To pay back Norman (prick-fees and gambling debts), I even got a job, not on the railroad, but licking plates in a Shepherd’s Bush restaurant, just for a week, in the evenings, quid a night. The restaurant was such an immobile concern that all I really did was sit smoking fags in the well-equipped kitchen and listen to the grumbles of Joe, the cook. Joe, a young and ambitious cook, was fed up to the teeth with cooking steak and chips for the odd Pakki, would far rather have been cooking exotic dishes in a flash restaurant. Accordingly, when people ordered steak and chips, and soup, Joe tended to hawk in it, to show his contempt for such an unimaginative choice, and also because he had heard that flash cooks always hawked in the soup if given the chance. I washed up after him.

On my last night, we had only one order: steak and chips, and soup. After mature consideration, Joe offered to let me hawk in it, as a treat. I did so, with enthusiasm.

Joe looked at it and looked at me. ‘We can’t give them that,’ he said.

The turning-point, the cognito or anagnorisis, was hardly less corny than the Low itself.

I was joy-riding on the Circle Line one Monday afternoon. At High Street Kensington a youthful but hunchbacked tramp I knew got on. (I had seen him in the Gate – so often that we were virtually on nodding terms.) Because his legs were all gone to hell he disported himself about town by means of two second-hand crutches. These exertions caused him to sweat and smell a fair amount, enough, at any rate, to earn him the nickname of Mobile Armpit.

Mobile levered his way into the carriage and nose-dived on a greasy sweet-wrapper. I helped him to the seat opposite. He seemed to be in difficulty – sniffing, snorting, rifling through his damp pockets.
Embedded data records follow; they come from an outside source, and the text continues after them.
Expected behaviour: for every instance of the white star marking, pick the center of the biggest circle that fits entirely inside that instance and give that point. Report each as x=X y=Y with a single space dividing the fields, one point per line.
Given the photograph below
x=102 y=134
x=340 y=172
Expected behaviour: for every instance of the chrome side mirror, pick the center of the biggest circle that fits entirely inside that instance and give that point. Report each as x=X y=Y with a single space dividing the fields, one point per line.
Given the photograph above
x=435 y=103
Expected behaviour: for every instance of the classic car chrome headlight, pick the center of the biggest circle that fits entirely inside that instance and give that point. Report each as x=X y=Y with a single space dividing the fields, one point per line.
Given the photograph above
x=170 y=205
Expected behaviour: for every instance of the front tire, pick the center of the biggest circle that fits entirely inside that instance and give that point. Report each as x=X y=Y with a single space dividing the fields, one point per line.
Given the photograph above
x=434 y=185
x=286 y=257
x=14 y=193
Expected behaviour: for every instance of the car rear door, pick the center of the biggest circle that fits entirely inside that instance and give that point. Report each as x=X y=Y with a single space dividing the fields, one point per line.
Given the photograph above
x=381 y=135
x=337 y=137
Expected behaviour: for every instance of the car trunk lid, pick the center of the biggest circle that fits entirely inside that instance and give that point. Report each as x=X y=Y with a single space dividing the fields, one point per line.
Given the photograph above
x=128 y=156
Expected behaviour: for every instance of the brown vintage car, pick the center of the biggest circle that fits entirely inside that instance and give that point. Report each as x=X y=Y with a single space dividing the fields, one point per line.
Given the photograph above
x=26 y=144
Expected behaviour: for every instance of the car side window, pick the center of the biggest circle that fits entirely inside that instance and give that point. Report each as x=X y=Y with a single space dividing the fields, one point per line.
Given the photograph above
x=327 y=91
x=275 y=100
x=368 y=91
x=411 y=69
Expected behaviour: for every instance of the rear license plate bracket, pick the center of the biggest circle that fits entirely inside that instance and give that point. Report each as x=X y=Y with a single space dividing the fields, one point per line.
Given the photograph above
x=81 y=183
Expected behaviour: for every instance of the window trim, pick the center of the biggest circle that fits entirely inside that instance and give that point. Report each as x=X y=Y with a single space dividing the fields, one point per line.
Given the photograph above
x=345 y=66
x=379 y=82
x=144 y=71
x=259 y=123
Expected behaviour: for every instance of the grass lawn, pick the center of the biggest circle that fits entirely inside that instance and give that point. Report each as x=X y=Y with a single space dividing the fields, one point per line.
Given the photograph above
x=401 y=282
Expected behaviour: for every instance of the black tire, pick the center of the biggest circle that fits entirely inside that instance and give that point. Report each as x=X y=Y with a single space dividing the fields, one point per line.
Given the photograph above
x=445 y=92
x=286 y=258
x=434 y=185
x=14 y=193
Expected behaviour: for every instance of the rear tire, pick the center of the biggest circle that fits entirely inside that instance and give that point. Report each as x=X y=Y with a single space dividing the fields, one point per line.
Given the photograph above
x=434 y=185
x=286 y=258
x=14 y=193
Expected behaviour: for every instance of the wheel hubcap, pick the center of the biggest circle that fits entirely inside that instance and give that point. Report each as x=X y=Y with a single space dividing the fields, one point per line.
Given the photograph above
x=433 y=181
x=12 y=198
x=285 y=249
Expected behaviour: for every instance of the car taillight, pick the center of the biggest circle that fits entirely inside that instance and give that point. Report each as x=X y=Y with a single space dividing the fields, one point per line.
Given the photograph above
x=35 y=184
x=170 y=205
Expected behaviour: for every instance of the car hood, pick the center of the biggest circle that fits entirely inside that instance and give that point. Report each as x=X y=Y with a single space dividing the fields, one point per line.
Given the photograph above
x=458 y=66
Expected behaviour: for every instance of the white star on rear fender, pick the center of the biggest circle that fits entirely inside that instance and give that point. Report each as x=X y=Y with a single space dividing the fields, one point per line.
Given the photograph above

Then he took a newspaper from the floor and was evidently about to offer its entertainments page up to his nose. Always well stocked with handkerchiefs, it appeared the least I could do to give him one, and I did.

The everyday response to this incident would be shamefaced reappraisal; comparatively, it was all right for me, etc. But what I found disturbing about my trite and rather appalled gesture of charity was an even triter and more appalled one of kinship. We’ll be underneath the Arches together, you and me, I felt I could have said, as Mobile yelped into bunched fists.